An Optimized Deep Neural Network for Overhead Contact System Recognition from LiDAR Point Clouds

Abstract

As vital infrastructures, high-speed railways support the development of transportation. To maintain the punctuality and safety of railway systems, researchers have employed manual and computer vision methods to monitor overhead contact systems (OCSs), but they have low efficiency. Investigators have also used light detection and ranging (LiDAR) to generate point clouds by emitting laser beams. The point cloud is segmented for automatic OCS recognition, which improves recognition efficiency. However, existing LiDAR point cloud segmentation methods have high computational/model complexity and latency. In addition, they cannot adapt to embedded devices with different architectures. To overcome these issues, this article presents a lightweight neural network EffNet consisting of three modules: ExtractA, AttenA, and AttenB. ExtractA extracts the features from the disordered and irregular point clouds of an OCS. AttenA keeps information flowing in EffNet while extracting useful features.
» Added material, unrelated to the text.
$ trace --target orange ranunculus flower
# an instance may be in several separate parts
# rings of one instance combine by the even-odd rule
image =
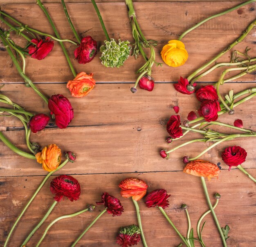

AttenB uses channel and spatialwise statistics to enhance important features and suppress unimportant ones efficiently. To further speed up EffNet and match it with diverse architectures, we optimized it with a generation framework of tensor programs and deployed it on embedded systems with different architectures. Extensive experiments demonstrated that EffNet has at least a 0.57% higher mean accuracy, but with 25.00% and 9.30% lower computational and model complexity for OCS recognition than others, respectively. The optimized EffNet can be adapted to different architectures. Its latency decreased by 51.97%, 56.47%, 63.63%, 82.58%, 85.85%, and 91.97% on the NVIDIA Nano CPU, TX2 CPU, UP Board CPU, Nano GPU, TX2 GPU, and RTX 2,080 Ti GPU, respectively.